Sun Bancorp reported fourth-quarter 2016 net income of $56.0 million, or $2.94 per diluted share, compared to $1.6 million, or 9 cents per diluted share a quarter ago and $1.5 million, or 8 cents per diluted share, a year ago.
The bank reversed $53.7 million of its deferred tax asset at the end of 2016 following eight consecutive quarters of improving earnings, said President and CEO Thomas O'Brien. The DTA contributed $2.82 per diluted share to the quarter's earnings.
O'Brien said while the bank is still "far from content" with the level of absolute profit, the reversal "puts the remnants of the legacy challenges here at Sun in the dustbin of history."

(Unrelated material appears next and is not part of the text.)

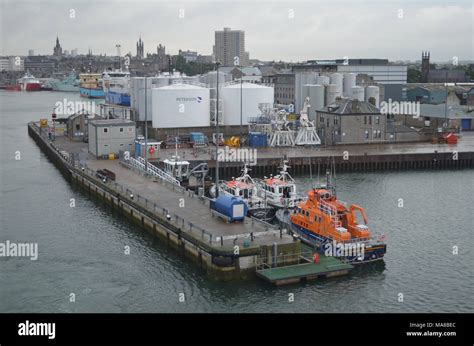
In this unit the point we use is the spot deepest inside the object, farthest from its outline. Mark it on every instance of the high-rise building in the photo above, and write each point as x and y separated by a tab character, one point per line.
229	48
140	49
425	66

The DTA reversal shows just how far the company has come since its recent money-losing history and change in executive leadership. The bank used a no-growth earnings estimate to figure out how much to reverse and how much to keep; it still has $74 million remaining in its DTA and will require sustained earnings growth over time to reclaim the rest of it. CFO Thomas Brugger said based on the bank's modeling, it could reclaim the remaining allowance by 2030 or 2031. He added that the bank's ability to reclaim the balance could be impacted by proposed tax reform from the Trump administration, which could increase income and reduce the size of the DTA.